Bailey said the Christmas Bird Count is a great way to track wintering birds outside of the breeding season and any potential changes in habitat.
“Is a particular circle seeing different species because the landscape is changing?” asked Bailey. “In the upper panhandle of the state, land use has changed from relatively rural to almost suburbanized a little bit. Or with climate changes. All of a sudden, if certain birds just aren't showing up, is there something bigger going on that's affecting their population?”
Bailey said by this time of year, pretty much all migration has already taken place so birders are getting a wintertime “snapshot” of what bird life is like right now.
“Except for the regional movement of some irruptive species,” he said. “There's kind of a sub-set of birds we call winter finches that are what we call an irruptive species. They tend to breed in Canada, and stay in Canada for the most part, or the very northern United States. If there's a reduction in the amount of available food for them up north, they get pushed south. That's what's called irruption. Certain years we'll get some real interesting birds down here in Pocahontas County because of it.”
Bailey said you might see totally different birds here in Pocahontas County in the summertime.
“We have what are called neotropical migrants that come up here in the summer to breed,” he said. “But in the winter, they're spending time in central and South America.”
Bailey said he enjoys bird counts because he likes getting people outside and engaged with birds. He said the dozen or so volunteers that took part were about on-par with involvement in years past, but he was pleased with the turnout considering the rainy weather.
“Our goal is to get more people out in the field.
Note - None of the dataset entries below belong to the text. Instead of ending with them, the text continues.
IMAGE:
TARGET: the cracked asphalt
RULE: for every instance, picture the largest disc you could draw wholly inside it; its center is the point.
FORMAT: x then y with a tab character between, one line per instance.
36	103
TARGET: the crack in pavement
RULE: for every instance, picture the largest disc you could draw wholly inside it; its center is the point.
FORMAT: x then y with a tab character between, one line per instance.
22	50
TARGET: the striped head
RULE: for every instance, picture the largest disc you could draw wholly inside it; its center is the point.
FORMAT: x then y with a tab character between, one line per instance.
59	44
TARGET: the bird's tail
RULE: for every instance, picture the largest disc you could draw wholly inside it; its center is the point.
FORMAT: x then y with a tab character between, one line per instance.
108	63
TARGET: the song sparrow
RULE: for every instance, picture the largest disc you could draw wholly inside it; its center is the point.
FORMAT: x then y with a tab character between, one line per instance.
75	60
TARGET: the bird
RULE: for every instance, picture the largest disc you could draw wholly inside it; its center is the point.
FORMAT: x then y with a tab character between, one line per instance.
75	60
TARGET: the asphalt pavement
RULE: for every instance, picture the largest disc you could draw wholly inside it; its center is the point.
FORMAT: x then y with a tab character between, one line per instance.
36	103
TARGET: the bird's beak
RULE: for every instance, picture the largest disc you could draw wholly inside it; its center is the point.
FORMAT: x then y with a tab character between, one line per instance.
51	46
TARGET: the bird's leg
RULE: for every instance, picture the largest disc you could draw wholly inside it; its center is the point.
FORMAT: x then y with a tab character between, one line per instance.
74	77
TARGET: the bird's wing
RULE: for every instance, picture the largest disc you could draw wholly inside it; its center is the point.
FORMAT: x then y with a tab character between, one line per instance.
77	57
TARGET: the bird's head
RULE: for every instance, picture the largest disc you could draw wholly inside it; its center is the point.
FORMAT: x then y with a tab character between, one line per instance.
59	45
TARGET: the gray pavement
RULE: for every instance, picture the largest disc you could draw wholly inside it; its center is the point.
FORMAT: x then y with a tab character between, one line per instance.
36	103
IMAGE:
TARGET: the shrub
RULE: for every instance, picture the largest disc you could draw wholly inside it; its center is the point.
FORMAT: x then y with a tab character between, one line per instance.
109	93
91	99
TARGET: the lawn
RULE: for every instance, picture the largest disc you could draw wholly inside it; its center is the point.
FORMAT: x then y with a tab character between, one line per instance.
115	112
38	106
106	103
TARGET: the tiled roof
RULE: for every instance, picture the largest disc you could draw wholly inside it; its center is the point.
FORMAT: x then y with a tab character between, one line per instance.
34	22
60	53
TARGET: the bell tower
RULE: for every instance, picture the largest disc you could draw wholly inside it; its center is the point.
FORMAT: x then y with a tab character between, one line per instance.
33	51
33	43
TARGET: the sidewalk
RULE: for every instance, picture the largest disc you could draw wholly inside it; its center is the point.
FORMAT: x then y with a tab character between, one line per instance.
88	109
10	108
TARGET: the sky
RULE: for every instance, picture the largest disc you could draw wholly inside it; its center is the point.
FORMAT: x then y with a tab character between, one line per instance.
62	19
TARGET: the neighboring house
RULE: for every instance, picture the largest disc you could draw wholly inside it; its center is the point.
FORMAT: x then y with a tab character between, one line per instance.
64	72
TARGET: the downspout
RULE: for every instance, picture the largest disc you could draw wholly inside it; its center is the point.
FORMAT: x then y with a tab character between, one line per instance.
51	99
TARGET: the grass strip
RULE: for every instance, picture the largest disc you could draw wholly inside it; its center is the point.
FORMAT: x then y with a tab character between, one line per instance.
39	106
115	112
We hope over time as the years goes by we'll get other groups or other folks involved,” he said.
Bailey said they're hoping to start a count using volunteer help from the community. The idea is to simply get volunteers to monitor their bird feeders at home and record any activity.
“You don't need to know how to ID every obscure bird,” said Bailey. “Some people can get intimidated by that, if they don't have the field skills. But can they identify chickadees and gold finches at their feeder? Definitely. So that's something we're hoping to kind of draw on in coming years.”
Bailey said he thinks the count went really well. He said he's still compiling all the information, but from what he could tell, they counted more species than last year, probably close to 50.
“We had a couple things that were interesting — there's always something,” laughed Bailey. “We encountered a flock of maybe 15 or 17 meadowlarks. In the wintertime that's a bird that isn't seen as commonly. That was great. We also saw a lot of birds of prey, lots of kestrels and a northern harrier.”
Bailey said it's easy to get into birding, and it's a relatively cheap hobby.
“Other than dressing for the weather and having a vehicle that'll get you where you want to go, the most essential piece of gear is a set of binoculars,” suggested Bailey.
Bailey said there are even field guides for smart phones now.
“Audubon has a good one for iPhones and Android,” he said. “They're definitely a good reference for people in the beginner-to-intermediate stages of their “birding career” so-to-speak. If they're not sure about a bird, they can just open it up and take a look.”
Bailey wanted to thank the Pocahontas County Nature Club for all their help, Gail Hyer at the Pocahontas County Convention Visitors Bureau, and Barnett Cabins.
“We're definitely hoping to draw more people and get more folks to come help out in coming years. The next count is the Great Backyard Bird Count, which is coming up in February, it's another effort to document winter birds.”